Margaret Laurence’s The Stone Angel: Race, Truth, and Reconciliation
Author : Dr. Vivek Kumar Dwivedi and Dr. Pradeep Sharma
Abstract :
Margaret Laurence's four Manawaka series novels– The Stone Angel, A Jest of God, The Fire-Dwellers and The Diviners – are at the outset the stories of some obscure Canadian families trying to make the ends meet under difficult circumstances. However, the novels also carry traces of the concept of ‘reconciliation,’ that was to appear on Canadian socio-political scene much later. Laurence was the first Canadian novelist to raise the issue of marginalization of the indigenous communities in Canada. So, the novels can be interpreted from a postcolonial perspective as well. The present paper is an analysis of The Stone Angel, also touching upon the themes of other three novels as a connecting thread.

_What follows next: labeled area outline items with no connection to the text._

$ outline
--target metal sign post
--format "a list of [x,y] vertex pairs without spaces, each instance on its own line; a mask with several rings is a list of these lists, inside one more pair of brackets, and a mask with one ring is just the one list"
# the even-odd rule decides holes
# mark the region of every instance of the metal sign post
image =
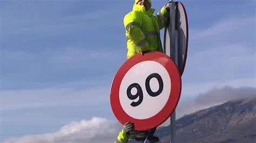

The lives of all the major women characters in the four works are intertwined with the lives of characters who carry forward the history of colonization of their communities and who cherish the struggle for freedom their forefathers had undergone as well as who cherish their traditions and cultural values, but now live as marginal elements in the powerful and influential communities of the colonizers. The present paper theorizes that the portrayal of indigenous people in Margaret Laurence's selected novels bearing alienation, rootlessness, identity crisis, fight for survival, desire for freedom, and communication gap, constitutes a narrative metaphor employed by the writer to articulate the liminal existence of the whole communities representing a coherent expression of their simmering discontent with repression and erasure of their histories, even erasure of the stories of children who suffered untold miseries under Canadian residential school system.
Keywords :
Margaret Laurence, Manawaka Series of Novels, Marginalization, Indigenous communities, Reconciliation.